Thursday, September 30

Preggy Brains 6, Golf shirts 0

If Dr. Simmons turns out to be completely wrong and we end up having a boy, we can just save Chip’s shirts for Percival III. Rather than fitting my six-foot-two husband, they now fit someone closer to two-foot-six.

Tuesday, September 28

My husband tried opening the door tonight but became so frustrated with the keys that he banged on the door and yelled for me to open it instead. It was my first clue that something hadn’t gone well at his job and I wasn’t sure I wanted to hear what had so quickly eclipsed the euphoria of finding out we were having a daughter. But being a pretty good wife, I asked anyway.

He shot me a hurt, angry look. “Everybody came up to me today wanting to know what we were having, and I was shocked to see how the guys responded.”

I couldn’t imagine what he was talking about. “What do you mean?”

He sighed. “It was there for only an instant, but in almost all of their eyes, I saw a flicker of pity or disappointment. They recovered quickly enough to shake my hand and tell me how great it was, but it was there.”

“Everybody did this?” I couldn’t believe it.

“No. Only the guys. And not all of them, but several.” He shook his head. “Like boys are better, somehow. You’re a girl, Ellie, and I like you better than anybody!”

Even when he’s furious at someone else, he can still manage to make me feel great. It’s just another reason he’ll make a wonderful dad.


Monday, September 27

Week 19

Chip and I are sitting in the waiting room of Dr. Simmons’ office, about to find out whether to paint the nursery seashell pink or cornflower blue. That is, of course, if the baby hasn’t inherited its father’s extreme sense of modesty. Chip wouldn’t even change in front of our next-door neighbors’ female Pomeranian when we dog-sat one weekend.

It’s so cliche to say it, but I would really be happy with either a boy or a girl. (Chip is reading over my shoulder and says he would too. And that he doesn’t appreciate the dog comment.) I speak for both of us when I say we’re just happy to be having a baby, period.


Oops, got to go. They just called our name. I'm so excited!


***

IT’S A GIRL! I can’t believe we’re going to have a girl. And I can’t believe how much she’s grown! I don’t know what she could possibly be noshing in there, but she was chewing. And she rolled. And she moved her arm up near her face. (Can you tell I’m smitten?) Her spine is perfectly formed. And so are her little toes! Chip went absolutely nuts when he saw those itty-bitty feet.

We’ve got new ultrasound pictures to tack onto the refrigerator, including one where the baby has a rascally expression that Chip insists looks just like him.

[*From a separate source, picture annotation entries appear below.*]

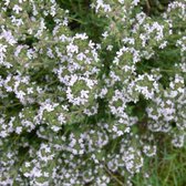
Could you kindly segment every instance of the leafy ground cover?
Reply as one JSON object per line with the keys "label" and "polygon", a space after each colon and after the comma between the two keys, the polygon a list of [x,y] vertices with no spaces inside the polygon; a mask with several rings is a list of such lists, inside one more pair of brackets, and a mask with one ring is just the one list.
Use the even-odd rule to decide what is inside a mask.
{"label": "leafy ground cover", "polygon": [[0,185],[185,186],[185,0],[2,0]]}

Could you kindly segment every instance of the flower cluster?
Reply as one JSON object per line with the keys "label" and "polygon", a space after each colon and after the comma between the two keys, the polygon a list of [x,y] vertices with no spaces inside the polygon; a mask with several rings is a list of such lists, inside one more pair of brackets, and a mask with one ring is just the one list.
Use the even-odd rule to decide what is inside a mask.
{"label": "flower cluster", "polygon": [[[186,135],[186,2],[93,0],[101,41],[56,0],[0,2],[0,185],[106,186]],[[106,56],[105,56],[106,53]],[[172,53],[172,54],[169,54]]]}

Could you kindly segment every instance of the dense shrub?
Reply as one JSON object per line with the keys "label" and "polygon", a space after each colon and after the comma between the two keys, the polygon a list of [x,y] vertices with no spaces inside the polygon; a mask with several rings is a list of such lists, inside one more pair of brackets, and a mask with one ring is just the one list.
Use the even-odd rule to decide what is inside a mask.
{"label": "dense shrub", "polygon": [[0,2],[0,185],[131,185],[163,137],[184,146],[186,1],[90,7],[99,37],[60,0]]}

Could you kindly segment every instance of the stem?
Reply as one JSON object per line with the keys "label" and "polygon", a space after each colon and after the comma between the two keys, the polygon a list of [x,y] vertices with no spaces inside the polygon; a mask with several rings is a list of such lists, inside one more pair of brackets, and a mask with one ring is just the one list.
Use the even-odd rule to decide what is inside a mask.
{"label": "stem", "polygon": [[104,166],[104,169],[107,172],[107,174],[108,174],[113,179],[115,179],[115,182],[116,182],[118,185],[125,186],[112,172],[110,172],[110,169],[108,169],[106,166]]}

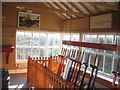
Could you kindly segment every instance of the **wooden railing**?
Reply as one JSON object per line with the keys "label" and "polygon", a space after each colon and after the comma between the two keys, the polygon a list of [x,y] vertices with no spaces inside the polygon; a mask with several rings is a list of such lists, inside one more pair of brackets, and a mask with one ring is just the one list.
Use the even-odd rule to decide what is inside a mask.
{"label": "wooden railing", "polygon": [[58,59],[58,56],[50,57],[48,60],[38,60],[37,58],[32,59],[29,57],[27,73],[28,82],[35,88],[74,88],[74,85],[70,85],[53,72],[57,67],[56,64],[59,63]]}

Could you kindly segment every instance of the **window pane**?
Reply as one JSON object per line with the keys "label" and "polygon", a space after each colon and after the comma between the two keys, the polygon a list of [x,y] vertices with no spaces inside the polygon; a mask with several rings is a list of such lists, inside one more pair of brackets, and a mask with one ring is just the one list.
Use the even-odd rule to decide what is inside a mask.
{"label": "window pane", "polygon": [[53,37],[53,34],[48,34],[48,46],[53,46],[53,40],[55,37]]}
{"label": "window pane", "polygon": [[17,47],[17,60],[25,60],[25,50],[23,47]]}
{"label": "window pane", "polygon": [[39,48],[33,48],[32,50],[32,56],[33,57],[39,57]]}
{"label": "window pane", "polygon": [[90,54],[90,64],[92,64],[92,65],[94,65],[95,56],[96,56],[96,54],[93,54],[93,53]]}
{"label": "window pane", "polygon": [[[105,35],[99,35],[98,36],[98,42],[102,43],[102,44],[105,44]],[[104,50],[98,49],[98,52],[104,53]]]}
{"label": "window pane", "polygon": [[57,56],[58,55],[58,48],[53,48],[53,56]]}
{"label": "window pane", "polygon": [[[113,35],[106,35],[106,44],[113,44]],[[113,51],[106,50],[106,53],[112,54]]]}
{"label": "window pane", "polygon": [[84,42],[90,42],[90,35],[85,35]]}
{"label": "window pane", "polygon": [[120,52],[115,52],[115,55],[120,56]]}
{"label": "window pane", "polygon": [[24,37],[24,40],[25,40],[25,45],[26,46],[30,46],[31,45],[31,33],[25,33],[25,37]]}
{"label": "window pane", "polygon": [[48,56],[52,56],[52,48],[48,49]]}
{"label": "window pane", "polygon": [[[120,62],[118,62],[119,58],[115,57],[114,59],[114,71],[120,72]],[[119,65],[118,65],[119,63]]]}
{"label": "window pane", "polygon": [[54,34],[54,46],[59,46],[60,43],[60,34]]}
{"label": "window pane", "polygon": [[33,46],[39,46],[39,33],[33,33]]}
{"label": "window pane", "polygon": [[28,56],[31,56],[31,48],[25,48],[25,59],[28,59]]}
{"label": "window pane", "polygon": [[17,45],[24,45],[24,32],[17,32]]}
{"label": "window pane", "polygon": [[[97,43],[97,35],[91,35],[91,43]],[[91,48],[91,51],[97,52],[97,49]]]}
{"label": "window pane", "polygon": [[102,43],[102,44],[105,44],[105,35],[99,35],[98,36],[98,42]]}
{"label": "window pane", "polygon": [[103,61],[104,61],[104,56],[101,57],[100,63],[99,63],[99,66],[98,66],[101,71],[103,71]]}
{"label": "window pane", "polygon": [[111,74],[111,68],[112,68],[112,56],[106,55],[104,72]]}
{"label": "window pane", "polygon": [[45,46],[46,45],[46,34],[41,33],[39,40],[40,40],[40,46]]}
{"label": "window pane", "polygon": [[87,60],[88,60],[88,55],[89,55],[89,53],[87,53],[87,52],[85,52],[85,54],[84,54],[84,57],[83,57],[83,62],[85,62],[85,63],[88,63],[87,62]]}
{"label": "window pane", "polygon": [[44,48],[40,48],[40,57],[45,56],[45,49]]}
{"label": "window pane", "polygon": [[65,34],[63,40],[68,40],[69,41],[70,40],[70,34]]}
{"label": "window pane", "polygon": [[106,35],[106,44],[113,44],[113,35]]}
{"label": "window pane", "polygon": [[79,41],[79,34],[72,34],[71,41]]}

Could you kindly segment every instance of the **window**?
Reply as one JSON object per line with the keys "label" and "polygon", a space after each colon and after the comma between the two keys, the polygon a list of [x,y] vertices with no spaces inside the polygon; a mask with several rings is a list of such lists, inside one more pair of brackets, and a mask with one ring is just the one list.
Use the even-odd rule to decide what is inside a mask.
{"label": "window", "polygon": [[27,60],[28,56],[42,57],[58,55],[60,50],[59,33],[17,32],[17,61]]}
{"label": "window", "polygon": [[27,60],[28,56],[57,56],[63,39],[79,41],[79,34],[17,31],[17,61]]}
{"label": "window", "polygon": [[[84,34],[83,35],[84,42],[90,43],[102,43],[102,44],[115,44],[116,43],[116,35],[113,34]],[[92,48],[83,48],[85,52],[91,52],[90,62],[93,62],[92,58],[94,58],[95,53],[100,53],[103,55],[103,60],[101,60],[99,68],[102,72],[111,74],[113,70],[116,70],[116,63],[118,62],[118,53],[114,51],[108,50],[100,50],[100,49],[92,49]]]}
{"label": "window", "polygon": [[[80,41],[80,34],[79,33],[64,33],[63,34],[63,40],[67,40],[67,41]],[[63,47],[67,47],[68,49],[70,48],[74,48],[74,49],[78,49],[79,47],[76,46],[69,46],[69,45],[63,45]]]}

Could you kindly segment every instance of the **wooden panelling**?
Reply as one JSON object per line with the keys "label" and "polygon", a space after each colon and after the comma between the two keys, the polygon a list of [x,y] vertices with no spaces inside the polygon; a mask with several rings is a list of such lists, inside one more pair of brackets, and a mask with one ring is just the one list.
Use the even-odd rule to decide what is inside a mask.
{"label": "wooden panelling", "polygon": [[112,14],[98,15],[90,18],[90,29],[112,28]]}
{"label": "wooden panelling", "polygon": [[64,32],[87,32],[89,17],[64,21]]}
{"label": "wooden panelling", "polygon": [[[62,30],[63,20],[56,14],[44,10],[31,9],[33,13],[40,14],[40,29],[41,30]],[[6,17],[3,26],[17,27],[18,9],[15,6],[3,3],[2,14]],[[26,11],[26,10],[24,10]]]}
{"label": "wooden panelling", "polygon": [[[8,5],[5,2],[2,4],[2,16],[6,17],[5,22],[3,22],[2,29],[2,45],[14,45],[16,46],[16,30],[26,30],[31,29],[20,29],[17,28],[17,15],[18,9],[15,6]],[[42,31],[62,31],[63,20],[56,14],[44,10],[32,9],[33,13],[40,14],[40,29]],[[39,31],[37,30],[37,31]],[[31,31],[34,31],[33,29]],[[16,50],[16,48],[15,48]],[[16,51],[10,53],[9,64],[5,63],[5,53],[2,54],[2,67],[7,69],[15,69],[16,65]]]}

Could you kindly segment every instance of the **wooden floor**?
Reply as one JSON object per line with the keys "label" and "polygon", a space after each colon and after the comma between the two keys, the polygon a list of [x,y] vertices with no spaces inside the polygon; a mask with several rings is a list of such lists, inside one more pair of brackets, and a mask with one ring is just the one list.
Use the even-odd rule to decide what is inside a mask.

So it looks like the future holds dolls, stuffed animals, telephones, sleepovers, and dance lessons for the McAllisters. And lots of adorable little outfits that are definitely girly but not too fru-fru.

And most important, a mother who had better be ever-vigilant that her husband doesn’t get wound too tightly around this little one’s pinky.

Sunday, September 19

Month Four: September

Somewhere in no-man’s land along I-16 between Savannah and Macon

Chip and I had to curtail our baby’s first in-utero trip to the Georgia coast. Relaxing on the windswept beach at Jekyll Island and running out for food ten times a day to appease the baby's appetite was pleasant enough until this morning, when the air conditioner broke in our car. Trust me, you don't want to be driving around in the coastal Georgia heat when you're pregnant. Currently all our windows are down as we head home but I'm getting little relief even at seventy mph. Carrying on a conversation with Chip above the roar is impossible.

We spent over a hundred dollars and three hours at the service station trying to determine the problem, apparently a blown fuse. We drove about five miles and reveled in the cool air blowing on us when we heard a “click” and the air started blowing hot again. Chip stopped at Walmart and bought a packet of fuses from the automotive department and we started back toward Atlanta, popping in new fuses as the old ones blew. Eventually that no longer worked, though.

You know how adversity often creates opportunity? The whole lemons and lemonade thing? Well, all that sweating (sorry, Miss Manners, but there's no way perspire is going to be an adequate word usage) has given me a terrific idea. If Georgia ever returns to the harrowing drought conditions of just a couple of years ago, at least now I’ve discovered the solution. Just put some pregnant women in a car without air conditioning. I'm thinking three would do it. And voila, there would be enough fluid streaming down the middle of their backs to overcome ANY drought.